Sharing the Wealth
(Another Glorious Thanksgiving on the Salinas Outer Dune)
November 28-30, 2003
With access to the playa re-established in the last two visits and an insatiable thirst for solitude continuing from the past fifteen months away, one more pilgrimage to the Sea makes sense before we are overtaken by winter.
D-- has just returned from Australia about six weeks ago, and arrived in town for a visit on Monday night. We had planned a lazy four days on the beach over Thanksgiving, but at the last minute my soul mate realized she would have to work on Friday, so everyone elected to leave Friday afternoon, instead.
Being in town for the holiday, we had dual celebrations with family, and while attending the first I drew a map to guide V-- and J-- to the Outer Dune if they left early. This caused enough distraction that before we were through my 90-year old mother announced her intentions to go with us on a spring excursion, something I have wished she would do for a very long time.
Against a backdrop of two successful Thanksgiving celebrations we prepare for a Friday departure. Me--, D--'s friend, flies in about 11:00 am, and they and V-- & J-- depart for the playa around 1:30 pm with the detailed map I provided. I pick up gas, ice, and my soul mate, but due largely to the rush hour we don't actually leave town until about 5:30 pm.
The gruesome foursome, loaded somehow with a complete compliment of fully self-sufficient camping regalia in addition to themselves, clear immigration around 5:30 pm and arrive to use the home-made map of the unimproved roads mostly in the dark. It's touch-and-go for a few moments while they're looking for the blue gate, for which I had understated the distance by 0.4 mile. There is a chorus of groans when the fence disappears, but a celebratory shout when it reappears, prominently featuring the blue gate. Although the portion of the journey labeled "straight road" does have two or three turns, these do not appear to be important to the directions, and the party reaches the playa in high fashion around 8:00 pm.
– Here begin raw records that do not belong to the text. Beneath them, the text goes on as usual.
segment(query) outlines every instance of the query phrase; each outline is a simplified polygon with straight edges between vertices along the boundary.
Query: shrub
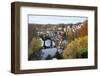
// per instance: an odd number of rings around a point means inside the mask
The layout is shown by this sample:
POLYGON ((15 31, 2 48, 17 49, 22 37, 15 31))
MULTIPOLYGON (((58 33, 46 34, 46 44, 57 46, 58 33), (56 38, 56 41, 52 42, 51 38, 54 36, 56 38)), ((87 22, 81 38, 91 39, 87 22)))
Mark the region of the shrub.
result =
POLYGON ((83 55, 83 53, 87 52, 88 47, 88 41, 87 36, 79 37, 73 41, 71 41, 69 44, 66 45, 64 51, 63 51, 63 57, 64 58, 77 58, 80 57, 79 55, 83 55))

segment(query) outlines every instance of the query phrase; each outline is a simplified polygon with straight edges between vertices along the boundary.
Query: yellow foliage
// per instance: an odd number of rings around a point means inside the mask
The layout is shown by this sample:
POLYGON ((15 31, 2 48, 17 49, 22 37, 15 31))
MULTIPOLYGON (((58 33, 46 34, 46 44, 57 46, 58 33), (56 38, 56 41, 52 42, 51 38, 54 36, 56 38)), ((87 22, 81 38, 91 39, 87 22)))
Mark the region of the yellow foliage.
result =
POLYGON ((88 36, 79 37, 71 41, 66 45, 63 51, 64 58, 75 58, 76 53, 80 51, 81 48, 88 47, 88 36))
POLYGON ((33 52, 40 50, 41 48, 41 40, 39 38, 33 37, 31 41, 31 46, 28 48, 29 55, 33 52))

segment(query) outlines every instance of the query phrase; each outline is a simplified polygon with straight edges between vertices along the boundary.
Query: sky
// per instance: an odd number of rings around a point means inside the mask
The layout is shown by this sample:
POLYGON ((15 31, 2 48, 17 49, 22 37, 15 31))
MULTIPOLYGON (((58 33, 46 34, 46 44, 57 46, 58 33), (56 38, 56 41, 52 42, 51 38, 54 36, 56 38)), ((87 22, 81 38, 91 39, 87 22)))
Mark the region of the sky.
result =
POLYGON ((43 16, 43 15, 29 15, 28 23, 37 23, 37 24, 75 24, 78 22, 83 22, 87 20, 87 17, 75 17, 75 16, 43 16))

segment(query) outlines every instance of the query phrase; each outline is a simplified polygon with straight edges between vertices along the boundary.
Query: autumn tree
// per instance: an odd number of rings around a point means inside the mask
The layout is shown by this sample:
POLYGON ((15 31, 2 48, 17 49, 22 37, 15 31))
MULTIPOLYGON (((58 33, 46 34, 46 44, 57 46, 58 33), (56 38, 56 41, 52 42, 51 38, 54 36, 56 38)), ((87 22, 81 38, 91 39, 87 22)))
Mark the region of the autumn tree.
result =
MULTIPOLYGON (((87 52, 88 47, 88 37, 79 37, 75 40, 71 41, 68 45, 66 45, 65 49, 63 50, 63 57, 64 58, 76 58, 79 54, 83 54, 87 52)), ((79 55, 77 57, 79 57, 79 55)))
POLYGON ((36 52, 36 51, 39 51, 41 49, 41 40, 39 38, 36 38, 36 37, 33 37, 32 38, 32 41, 31 41, 31 45, 29 47, 29 56, 36 52))

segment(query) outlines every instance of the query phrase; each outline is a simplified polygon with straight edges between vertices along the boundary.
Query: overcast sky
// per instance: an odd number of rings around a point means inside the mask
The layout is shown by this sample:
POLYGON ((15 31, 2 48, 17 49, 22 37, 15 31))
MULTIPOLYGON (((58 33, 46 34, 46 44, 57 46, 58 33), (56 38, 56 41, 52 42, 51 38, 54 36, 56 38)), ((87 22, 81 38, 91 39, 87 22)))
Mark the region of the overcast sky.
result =
POLYGON ((37 24, 59 24, 59 23, 78 23, 87 20, 87 17, 74 17, 74 16, 29 16, 28 23, 37 23, 37 24))

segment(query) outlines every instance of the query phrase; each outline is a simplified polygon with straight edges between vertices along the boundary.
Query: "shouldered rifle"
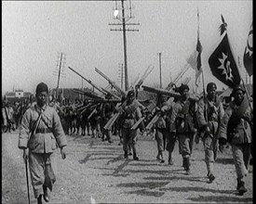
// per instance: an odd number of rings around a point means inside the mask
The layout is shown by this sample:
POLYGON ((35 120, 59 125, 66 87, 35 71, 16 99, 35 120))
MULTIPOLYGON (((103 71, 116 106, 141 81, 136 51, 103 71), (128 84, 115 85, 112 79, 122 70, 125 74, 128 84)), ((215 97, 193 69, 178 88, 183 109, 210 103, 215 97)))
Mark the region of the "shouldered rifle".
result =
POLYGON ((121 89, 114 81, 112 81, 110 78, 108 78, 105 74, 103 74, 101 70, 99 70, 97 68, 95 68, 96 72, 98 72, 101 76, 102 76, 105 80, 108 81, 108 83, 122 96, 126 96, 125 91, 121 89))
MULTIPOLYGON (((116 105, 117 106, 117 105, 116 105)), ((125 100, 121 105, 121 107, 117 108, 117 112, 115 113, 112 118, 107 121, 107 123, 104 125, 105 130, 111 130, 112 126, 114 125, 115 121, 117 120, 121 112, 123 111, 123 108, 127 106, 127 100, 125 100)))

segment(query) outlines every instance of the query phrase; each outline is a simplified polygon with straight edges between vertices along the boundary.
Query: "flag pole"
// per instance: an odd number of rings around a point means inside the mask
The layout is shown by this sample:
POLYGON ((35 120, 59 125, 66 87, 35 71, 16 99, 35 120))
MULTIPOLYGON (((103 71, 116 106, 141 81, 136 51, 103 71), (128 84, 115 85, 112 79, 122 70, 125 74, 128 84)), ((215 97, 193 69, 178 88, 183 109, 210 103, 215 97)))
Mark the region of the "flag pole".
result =
MULTIPOLYGON (((237 59, 237 60, 238 60, 238 68, 241 68, 241 64, 240 64, 239 57, 238 57, 238 59, 237 59)), ((239 69, 237 69, 237 70, 238 70, 238 73, 239 73, 239 75, 240 75, 240 78, 241 78, 241 81, 242 81, 243 86, 244 86, 245 91, 246 91, 246 96, 247 96, 247 98, 248 98, 248 101, 249 101, 249 108, 250 108, 250 110, 252 111, 252 107, 251 107, 250 100, 249 100, 249 97, 248 89, 247 89, 247 87, 246 87, 246 84, 245 84, 245 82, 244 82, 243 78, 241 77, 241 73, 240 73, 240 71, 239 71, 239 69)))
MULTIPOLYGON (((227 34, 227 29, 226 29, 226 28, 225 28, 225 32, 226 32, 226 34, 227 34)), ((227 39, 228 39, 228 34, 227 34, 227 39)), ((228 40, 228 41, 229 41, 229 40, 228 40)), ((229 45, 230 45, 230 49, 231 49, 231 52, 232 52, 232 55, 233 55, 234 52, 233 52, 232 45, 231 45, 231 44, 229 44, 229 45)), ((246 91, 246 96, 247 96, 247 98, 248 98, 248 101, 249 101, 249 108, 250 108, 250 110, 252 111, 252 107, 251 107, 250 100, 249 100, 249 97, 248 90, 247 90, 247 87, 246 87, 246 85, 245 85, 245 82, 244 82, 244 80, 243 80, 243 78, 242 78, 242 76, 241 76, 240 70, 239 70, 239 69, 238 69, 238 68, 241 68, 240 63, 237 63, 236 57, 234 57, 234 60, 235 60, 235 63, 236 63, 236 65, 238 64, 238 66, 237 66, 237 71, 238 71, 238 74, 239 74, 240 79, 241 79, 241 81, 242 81, 242 83, 243 83, 243 86, 244 86, 244 88, 245 88, 245 91, 246 91)))
MULTIPOLYGON (((198 7, 197 7, 197 44, 199 43, 199 11, 198 11, 198 7)), ((197 46, 196 46, 197 48, 197 46)), ((201 48, 201 51, 202 51, 202 48, 201 48)), ((198 60, 197 60, 197 63, 198 63, 198 60)), ((202 69, 202 65, 200 67, 201 69, 201 71, 202 71, 202 83, 203 83, 203 95, 204 95, 204 102, 206 102, 206 89, 205 89, 205 79, 204 79, 204 71, 203 71, 203 69, 202 69)), ((208 114, 207 114, 207 106, 206 106, 206 103, 205 104, 205 116, 206 116, 206 121, 208 122, 208 114)))

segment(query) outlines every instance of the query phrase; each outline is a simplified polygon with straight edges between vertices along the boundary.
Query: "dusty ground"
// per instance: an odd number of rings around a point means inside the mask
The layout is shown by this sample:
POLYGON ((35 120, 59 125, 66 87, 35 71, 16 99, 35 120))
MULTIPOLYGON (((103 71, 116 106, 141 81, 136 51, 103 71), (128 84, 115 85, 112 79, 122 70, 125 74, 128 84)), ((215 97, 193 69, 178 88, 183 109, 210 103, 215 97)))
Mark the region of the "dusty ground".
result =
MULTIPOLYGON (((229 148, 215 163, 216 179, 206 177, 202 144, 195 146, 192 174, 186 175, 178 154, 174 165, 155 159, 156 143, 152 136, 140 136, 139 161, 123 159, 118 137, 114 143, 90 136, 68 135, 67 159, 60 149, 57 182, 49 203, 252 203, 252 166, 246 177, 248 192, 237 195, 236 178, 229 148)), ((18 132, 2 134, 2 203, 28 203, 25 165, 18 149, 18 132)), ((165 152, 167 159, 168 154, 165 152)), ((30 185, 31 203, 36 203, 30 185)))

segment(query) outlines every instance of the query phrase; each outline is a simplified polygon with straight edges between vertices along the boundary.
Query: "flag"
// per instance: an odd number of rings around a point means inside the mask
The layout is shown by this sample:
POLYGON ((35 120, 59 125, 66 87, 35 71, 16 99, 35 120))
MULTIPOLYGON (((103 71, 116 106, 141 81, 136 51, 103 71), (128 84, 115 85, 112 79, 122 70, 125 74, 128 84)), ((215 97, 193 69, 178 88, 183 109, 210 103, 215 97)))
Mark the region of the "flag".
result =
POLYGON ((240 84, 241 77, 234 59, 227 33, 209 58, 210 70, 218 80, 234 88, 240 84))
POLYGON ((195 50, 190 57, 186 59, 190 67, 196 70, 196 51, 195 50))
POLYGON ((253 58, 253 44, 252 44, 252 24, 250 26, 250 30, 249 32, 247 46, 245 48, 244 53, 244 66, 247 70, 249 76, 253 74, 253 67, 252 67, 252 58, 253 58))
MULTIPOLYGON (((198 71, 197 69, 197 59, 196 59, 196 50, 195 50, 190 57, 186 59, 187 63, 190 65, 190 67, 195 70, 195 84, 199 82, 198 77, 200 76, 201 71, 198 71)), ((197 84, 196 84, 197 85, 197 84)))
Picking up the rear a couple of hours later, my soul mate and I are tooling through Organ Pipe National Monument. The road features a confusing series of "slow" and "reduced speed" signs, mostly following the ongoing segments of construction rather than announcing them. It eventually detours around a bridge that is under construction, with a properly labeled 25 mph speed limit -- at least from our direction. But we meet a truck in the detour. Careening down on us from the opposite direction, he crosses the centerline by at least two feet in the narrow lane, going about fifty to sixty mph. If we hadn't been well to the right of our lane he would have hit us head-on. It is a dangerous area, partly due to the aggressive nature of most Mexico-traveling gringos who frequent the stretch, but also due in part to the poor labeling of real and imagined construction areas along the way by the highway department. We're told later that something similar happened to the gruesome foursome who preceded us on this excursion.
We gas up at the Pemex station just past the Caborca cutoff. Gasoline is priced at 5.76 pesos/litre, or over 2.00/gallon; $10.00 didn't quite fill a five-gallon can.
Mileage from the Pemex station to Coloņia Coahuila:
|2.0||2.0||Cutoff highway - Laguna del Sol to the north, Caborca to the south|
|43.0||41.0||Est. El Saguaro and beginning of elevated highway|
|49.0||6.0||Coloņia Coahuila; we leave pavement|
We reach the surf at around 11:30 pm on a nearly half-moon. Incredibly, the whale of just over five weeks ago has shrunk to about a third its previous height (how that is possible, I don't know; maybe the bones have collapsed into a pile or something), and is already melting into the ground, more or less. We disturb three coyotes in passing. There are no vultures around after dark, but dozens will be there during daylight hours.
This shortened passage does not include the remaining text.